I totally agree with you. But everything in this seven story is plastic. I couldn't believe it. The 4" says its rated 320 psi WP @ 73F.


----------



## d78coots (Mar 30, 2009)

d78coots said:


> I totally agree with you. But everything in this seven story is plastic. I couldn't believe it. The 4" says its rated 320 psi WP @ 73F.


If you know what I mean.


----------



## Protech (Sep 22, 2008)

No transition fitting should be needed.

Are you sure it's 1" sch 40 and not 1" CTS? If that's the case, then YES you will need a transition bushing.



d78coots said:


> I know this question is downright dangerous, but please bear in mind I am a simple commercial plumber. Just got a job, building is completely plastic. Now I am a cast/copper Guy because all the old schools say its manly. Point I am trying to make is, I've never used cpvc.
> 
> Need to tie into a 4" cpvc sch80 water main, but it'll transition to a 1" cpvc sch40. Do I need a special transition fitting or is sch80 and sch40 interchangeable in regards to PVF?


----------



## U666A (Dec 11, 2010)

Schedule changes inside diameter always, never outside diameter. Period

Sent from my iPhone using PlumbingZone


----------



## d78coots (Mar 30, 2009)

Protech said:


> No transition fitting should be needed.
> 
> Are you sure it's 1" sch 40 and not 1" CTS? If that's the case, then YES you will need a transition bushing.

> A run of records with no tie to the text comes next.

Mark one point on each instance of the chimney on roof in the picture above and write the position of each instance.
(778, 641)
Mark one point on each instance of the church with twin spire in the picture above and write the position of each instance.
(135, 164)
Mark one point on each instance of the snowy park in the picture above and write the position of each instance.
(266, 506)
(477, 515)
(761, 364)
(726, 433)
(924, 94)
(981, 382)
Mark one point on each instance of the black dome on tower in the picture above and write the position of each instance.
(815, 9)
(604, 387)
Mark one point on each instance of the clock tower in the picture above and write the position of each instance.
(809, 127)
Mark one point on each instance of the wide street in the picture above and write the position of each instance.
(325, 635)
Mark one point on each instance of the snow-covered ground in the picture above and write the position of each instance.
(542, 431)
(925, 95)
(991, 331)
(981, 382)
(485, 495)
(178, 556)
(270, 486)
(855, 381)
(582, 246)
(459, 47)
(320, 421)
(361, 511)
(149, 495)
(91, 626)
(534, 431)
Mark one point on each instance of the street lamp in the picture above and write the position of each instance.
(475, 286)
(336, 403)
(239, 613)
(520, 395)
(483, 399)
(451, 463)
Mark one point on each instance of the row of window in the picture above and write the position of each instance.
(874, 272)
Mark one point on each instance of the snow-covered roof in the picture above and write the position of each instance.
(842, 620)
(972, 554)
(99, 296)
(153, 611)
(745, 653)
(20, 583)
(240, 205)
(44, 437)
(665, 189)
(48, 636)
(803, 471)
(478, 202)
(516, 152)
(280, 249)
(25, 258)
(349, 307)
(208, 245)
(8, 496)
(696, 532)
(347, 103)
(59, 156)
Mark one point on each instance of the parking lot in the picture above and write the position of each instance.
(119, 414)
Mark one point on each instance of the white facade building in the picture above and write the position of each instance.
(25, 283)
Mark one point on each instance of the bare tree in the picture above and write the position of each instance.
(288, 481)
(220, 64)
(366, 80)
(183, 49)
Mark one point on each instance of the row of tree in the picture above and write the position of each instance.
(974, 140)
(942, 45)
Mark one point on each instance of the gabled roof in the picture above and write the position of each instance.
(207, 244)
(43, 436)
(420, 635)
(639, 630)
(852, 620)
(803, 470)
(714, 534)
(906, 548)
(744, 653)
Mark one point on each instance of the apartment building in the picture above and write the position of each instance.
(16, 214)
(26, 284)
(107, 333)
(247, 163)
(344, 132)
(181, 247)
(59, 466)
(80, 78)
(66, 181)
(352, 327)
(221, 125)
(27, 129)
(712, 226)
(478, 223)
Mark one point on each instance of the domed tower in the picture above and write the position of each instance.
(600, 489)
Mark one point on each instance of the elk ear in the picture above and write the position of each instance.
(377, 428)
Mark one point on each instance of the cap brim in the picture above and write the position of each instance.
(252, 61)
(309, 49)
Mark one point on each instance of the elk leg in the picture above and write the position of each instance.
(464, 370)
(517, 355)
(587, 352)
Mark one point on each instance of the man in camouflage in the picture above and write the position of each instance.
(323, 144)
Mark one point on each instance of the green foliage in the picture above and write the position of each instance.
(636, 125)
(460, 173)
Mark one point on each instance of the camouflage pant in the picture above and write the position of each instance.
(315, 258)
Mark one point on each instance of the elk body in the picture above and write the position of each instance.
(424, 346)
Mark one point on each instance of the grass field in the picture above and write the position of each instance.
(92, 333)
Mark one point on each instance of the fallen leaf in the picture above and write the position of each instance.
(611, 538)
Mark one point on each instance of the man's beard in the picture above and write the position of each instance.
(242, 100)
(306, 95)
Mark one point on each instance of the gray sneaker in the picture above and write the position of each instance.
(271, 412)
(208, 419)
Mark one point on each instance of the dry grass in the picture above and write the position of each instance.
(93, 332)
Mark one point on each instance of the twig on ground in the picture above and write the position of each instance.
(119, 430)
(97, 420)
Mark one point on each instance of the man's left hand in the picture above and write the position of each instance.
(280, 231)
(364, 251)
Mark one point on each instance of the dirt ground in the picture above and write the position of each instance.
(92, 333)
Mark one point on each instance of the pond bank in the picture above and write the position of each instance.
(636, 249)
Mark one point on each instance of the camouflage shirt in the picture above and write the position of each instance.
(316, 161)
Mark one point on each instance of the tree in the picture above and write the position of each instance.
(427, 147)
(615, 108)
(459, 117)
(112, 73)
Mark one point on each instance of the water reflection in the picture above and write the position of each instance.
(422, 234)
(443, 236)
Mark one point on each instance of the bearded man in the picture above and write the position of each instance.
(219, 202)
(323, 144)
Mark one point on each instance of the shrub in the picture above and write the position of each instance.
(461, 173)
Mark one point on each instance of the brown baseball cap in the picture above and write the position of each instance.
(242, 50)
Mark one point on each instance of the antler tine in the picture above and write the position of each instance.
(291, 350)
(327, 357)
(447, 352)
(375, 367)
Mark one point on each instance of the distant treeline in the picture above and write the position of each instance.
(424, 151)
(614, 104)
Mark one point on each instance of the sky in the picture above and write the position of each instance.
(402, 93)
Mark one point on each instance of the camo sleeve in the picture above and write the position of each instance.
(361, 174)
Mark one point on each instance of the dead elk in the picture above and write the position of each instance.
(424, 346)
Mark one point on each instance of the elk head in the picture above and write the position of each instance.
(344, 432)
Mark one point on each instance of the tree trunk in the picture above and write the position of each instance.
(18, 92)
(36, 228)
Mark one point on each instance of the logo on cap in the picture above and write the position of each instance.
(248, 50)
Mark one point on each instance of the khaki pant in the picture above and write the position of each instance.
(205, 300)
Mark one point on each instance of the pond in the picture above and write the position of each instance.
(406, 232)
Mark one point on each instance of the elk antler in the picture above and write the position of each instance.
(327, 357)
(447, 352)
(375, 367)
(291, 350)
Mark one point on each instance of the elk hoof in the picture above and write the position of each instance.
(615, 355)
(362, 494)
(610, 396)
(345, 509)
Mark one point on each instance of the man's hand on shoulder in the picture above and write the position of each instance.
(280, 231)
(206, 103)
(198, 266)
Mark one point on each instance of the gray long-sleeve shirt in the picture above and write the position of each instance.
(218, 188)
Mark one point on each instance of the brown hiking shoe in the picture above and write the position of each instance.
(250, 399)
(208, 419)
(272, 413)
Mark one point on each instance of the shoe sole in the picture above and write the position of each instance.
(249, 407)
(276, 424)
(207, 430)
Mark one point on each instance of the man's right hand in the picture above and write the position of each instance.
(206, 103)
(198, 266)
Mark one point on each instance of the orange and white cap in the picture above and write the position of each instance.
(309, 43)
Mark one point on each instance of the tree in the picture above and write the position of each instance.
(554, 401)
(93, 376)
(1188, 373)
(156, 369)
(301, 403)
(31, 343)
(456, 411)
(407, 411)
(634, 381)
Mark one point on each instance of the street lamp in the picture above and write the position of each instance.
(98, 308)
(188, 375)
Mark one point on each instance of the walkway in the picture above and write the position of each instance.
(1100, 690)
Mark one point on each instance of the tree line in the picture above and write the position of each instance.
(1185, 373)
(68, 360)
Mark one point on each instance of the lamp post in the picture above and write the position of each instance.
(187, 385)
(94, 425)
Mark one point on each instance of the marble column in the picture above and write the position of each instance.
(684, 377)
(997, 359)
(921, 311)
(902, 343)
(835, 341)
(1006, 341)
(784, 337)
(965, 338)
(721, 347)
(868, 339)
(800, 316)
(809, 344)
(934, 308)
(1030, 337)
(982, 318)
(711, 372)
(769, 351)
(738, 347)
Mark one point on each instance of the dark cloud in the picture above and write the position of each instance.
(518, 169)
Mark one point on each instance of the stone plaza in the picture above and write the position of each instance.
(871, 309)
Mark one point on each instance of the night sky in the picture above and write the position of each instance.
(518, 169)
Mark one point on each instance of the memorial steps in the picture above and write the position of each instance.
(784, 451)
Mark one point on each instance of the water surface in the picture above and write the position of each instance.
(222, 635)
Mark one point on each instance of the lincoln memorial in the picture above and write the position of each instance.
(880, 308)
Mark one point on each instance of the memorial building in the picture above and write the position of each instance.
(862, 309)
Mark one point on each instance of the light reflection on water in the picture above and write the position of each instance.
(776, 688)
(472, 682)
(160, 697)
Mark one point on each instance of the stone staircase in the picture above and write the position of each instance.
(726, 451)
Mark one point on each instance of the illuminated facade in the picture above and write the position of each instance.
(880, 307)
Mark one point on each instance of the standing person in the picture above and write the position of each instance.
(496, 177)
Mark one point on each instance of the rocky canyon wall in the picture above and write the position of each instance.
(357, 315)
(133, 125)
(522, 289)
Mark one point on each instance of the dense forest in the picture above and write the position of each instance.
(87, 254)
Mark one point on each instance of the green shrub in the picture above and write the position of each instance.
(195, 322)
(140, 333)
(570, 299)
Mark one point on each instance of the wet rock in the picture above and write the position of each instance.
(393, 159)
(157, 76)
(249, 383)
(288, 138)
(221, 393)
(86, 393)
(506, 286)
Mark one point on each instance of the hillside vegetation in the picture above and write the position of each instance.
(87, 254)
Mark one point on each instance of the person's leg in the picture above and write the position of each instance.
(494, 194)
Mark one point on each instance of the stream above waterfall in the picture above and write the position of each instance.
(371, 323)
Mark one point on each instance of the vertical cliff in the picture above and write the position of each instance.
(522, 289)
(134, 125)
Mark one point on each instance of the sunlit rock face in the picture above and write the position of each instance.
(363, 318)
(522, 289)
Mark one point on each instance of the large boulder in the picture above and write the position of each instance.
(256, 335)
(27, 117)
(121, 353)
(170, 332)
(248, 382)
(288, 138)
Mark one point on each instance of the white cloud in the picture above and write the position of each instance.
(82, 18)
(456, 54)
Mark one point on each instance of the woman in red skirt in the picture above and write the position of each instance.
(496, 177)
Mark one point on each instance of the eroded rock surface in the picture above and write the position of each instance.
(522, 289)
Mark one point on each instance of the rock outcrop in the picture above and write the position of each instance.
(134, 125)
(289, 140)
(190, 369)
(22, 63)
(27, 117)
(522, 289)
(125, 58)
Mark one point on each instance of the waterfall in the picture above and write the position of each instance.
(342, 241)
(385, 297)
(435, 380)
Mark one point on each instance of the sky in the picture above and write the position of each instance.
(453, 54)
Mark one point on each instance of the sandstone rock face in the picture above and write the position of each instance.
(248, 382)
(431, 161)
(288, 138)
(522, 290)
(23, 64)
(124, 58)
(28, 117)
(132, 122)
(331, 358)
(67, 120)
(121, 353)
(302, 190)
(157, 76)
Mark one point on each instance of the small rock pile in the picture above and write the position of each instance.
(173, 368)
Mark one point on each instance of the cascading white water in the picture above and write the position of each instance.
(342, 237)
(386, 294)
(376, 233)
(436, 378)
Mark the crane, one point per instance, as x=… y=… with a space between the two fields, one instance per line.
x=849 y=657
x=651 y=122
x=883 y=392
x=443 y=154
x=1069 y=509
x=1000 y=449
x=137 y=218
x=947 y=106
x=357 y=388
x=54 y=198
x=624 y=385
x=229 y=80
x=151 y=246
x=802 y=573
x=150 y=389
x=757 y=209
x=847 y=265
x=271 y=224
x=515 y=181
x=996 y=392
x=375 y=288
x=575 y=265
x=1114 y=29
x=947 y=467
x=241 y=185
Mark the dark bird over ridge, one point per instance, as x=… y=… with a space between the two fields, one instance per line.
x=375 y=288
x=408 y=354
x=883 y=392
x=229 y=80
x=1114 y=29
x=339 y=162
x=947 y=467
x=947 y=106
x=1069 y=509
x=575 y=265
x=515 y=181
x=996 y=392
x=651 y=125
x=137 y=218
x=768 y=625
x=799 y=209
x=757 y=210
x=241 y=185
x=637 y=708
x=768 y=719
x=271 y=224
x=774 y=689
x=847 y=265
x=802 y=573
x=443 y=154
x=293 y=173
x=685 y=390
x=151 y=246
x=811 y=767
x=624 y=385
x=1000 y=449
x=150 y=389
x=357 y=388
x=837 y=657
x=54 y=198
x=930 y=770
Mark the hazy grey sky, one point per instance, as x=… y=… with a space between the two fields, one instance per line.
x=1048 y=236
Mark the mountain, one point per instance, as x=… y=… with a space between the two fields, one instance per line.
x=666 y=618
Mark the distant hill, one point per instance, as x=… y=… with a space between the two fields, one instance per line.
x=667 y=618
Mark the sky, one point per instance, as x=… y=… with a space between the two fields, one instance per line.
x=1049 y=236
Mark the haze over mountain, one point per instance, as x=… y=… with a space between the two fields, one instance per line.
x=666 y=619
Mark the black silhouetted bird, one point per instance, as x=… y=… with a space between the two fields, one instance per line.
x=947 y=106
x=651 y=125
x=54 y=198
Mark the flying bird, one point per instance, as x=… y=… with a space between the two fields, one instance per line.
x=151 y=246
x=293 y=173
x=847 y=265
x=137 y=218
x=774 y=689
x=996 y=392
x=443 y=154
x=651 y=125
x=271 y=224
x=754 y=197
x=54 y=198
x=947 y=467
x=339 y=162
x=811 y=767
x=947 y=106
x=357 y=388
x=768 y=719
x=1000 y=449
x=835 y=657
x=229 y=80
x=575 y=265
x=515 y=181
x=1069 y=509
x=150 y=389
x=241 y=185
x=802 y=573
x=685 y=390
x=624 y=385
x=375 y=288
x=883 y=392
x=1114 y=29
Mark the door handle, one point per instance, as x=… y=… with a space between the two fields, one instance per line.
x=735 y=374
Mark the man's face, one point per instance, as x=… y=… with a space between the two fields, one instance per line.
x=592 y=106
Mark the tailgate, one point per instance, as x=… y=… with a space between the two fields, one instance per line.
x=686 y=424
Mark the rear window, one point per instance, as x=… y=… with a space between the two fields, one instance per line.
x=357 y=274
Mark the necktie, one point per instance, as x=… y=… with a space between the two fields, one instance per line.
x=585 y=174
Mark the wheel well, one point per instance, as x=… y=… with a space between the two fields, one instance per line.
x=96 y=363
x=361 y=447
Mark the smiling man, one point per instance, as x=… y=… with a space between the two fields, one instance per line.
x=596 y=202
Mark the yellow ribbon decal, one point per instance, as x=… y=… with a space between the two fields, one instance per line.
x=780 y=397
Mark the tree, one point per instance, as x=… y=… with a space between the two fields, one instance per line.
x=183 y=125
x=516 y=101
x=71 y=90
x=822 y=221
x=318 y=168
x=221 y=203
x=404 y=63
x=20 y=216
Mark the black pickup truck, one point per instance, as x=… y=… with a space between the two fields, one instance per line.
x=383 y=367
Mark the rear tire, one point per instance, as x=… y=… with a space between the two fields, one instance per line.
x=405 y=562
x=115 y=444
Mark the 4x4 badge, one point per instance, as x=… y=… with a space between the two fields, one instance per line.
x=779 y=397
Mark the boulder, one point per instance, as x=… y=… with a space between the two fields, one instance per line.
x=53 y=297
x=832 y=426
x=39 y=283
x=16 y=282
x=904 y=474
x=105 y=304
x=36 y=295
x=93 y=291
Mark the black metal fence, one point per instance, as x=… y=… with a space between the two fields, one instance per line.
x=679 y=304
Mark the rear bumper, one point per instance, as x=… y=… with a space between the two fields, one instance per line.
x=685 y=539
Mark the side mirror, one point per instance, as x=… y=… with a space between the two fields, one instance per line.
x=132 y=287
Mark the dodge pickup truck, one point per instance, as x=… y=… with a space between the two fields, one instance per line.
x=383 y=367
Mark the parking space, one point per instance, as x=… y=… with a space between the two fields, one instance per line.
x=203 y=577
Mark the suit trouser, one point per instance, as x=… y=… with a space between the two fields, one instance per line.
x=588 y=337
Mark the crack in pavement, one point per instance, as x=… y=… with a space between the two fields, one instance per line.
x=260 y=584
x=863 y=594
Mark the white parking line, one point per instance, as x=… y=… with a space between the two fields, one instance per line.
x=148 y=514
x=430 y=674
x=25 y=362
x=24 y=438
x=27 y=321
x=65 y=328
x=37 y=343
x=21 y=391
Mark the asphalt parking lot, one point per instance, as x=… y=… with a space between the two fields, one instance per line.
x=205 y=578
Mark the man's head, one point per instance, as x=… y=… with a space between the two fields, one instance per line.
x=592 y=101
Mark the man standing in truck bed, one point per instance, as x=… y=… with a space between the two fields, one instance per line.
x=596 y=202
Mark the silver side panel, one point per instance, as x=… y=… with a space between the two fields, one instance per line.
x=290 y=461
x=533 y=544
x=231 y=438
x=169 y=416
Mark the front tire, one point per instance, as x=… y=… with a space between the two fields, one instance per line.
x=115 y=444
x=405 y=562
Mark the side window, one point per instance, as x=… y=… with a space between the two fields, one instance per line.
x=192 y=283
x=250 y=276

Couldn't CTS be sch40? I assume all PVF will be CTS, where the OD is 1/8 bigger than ID


----------



## Widdershins (Feb 5, 2011)

U.A.til.I.die said:


> Schedule changes inside diameter always, never outside diameter. Period
> 
> Sent from my iPhone using PlumbingZone



Good call, Rain Man.


----------



## d78coots (Mar 30, 2009)

U.A.til.I.die said:


> Schedule changes inside diameter always, never outside diameter. Period
> 
> Sent from my iPhone using PlumbingZone


Did not know that. Thanks! So the answer is yes, they can be joined together, depending on whether both components are CTS or sized for steel.


----------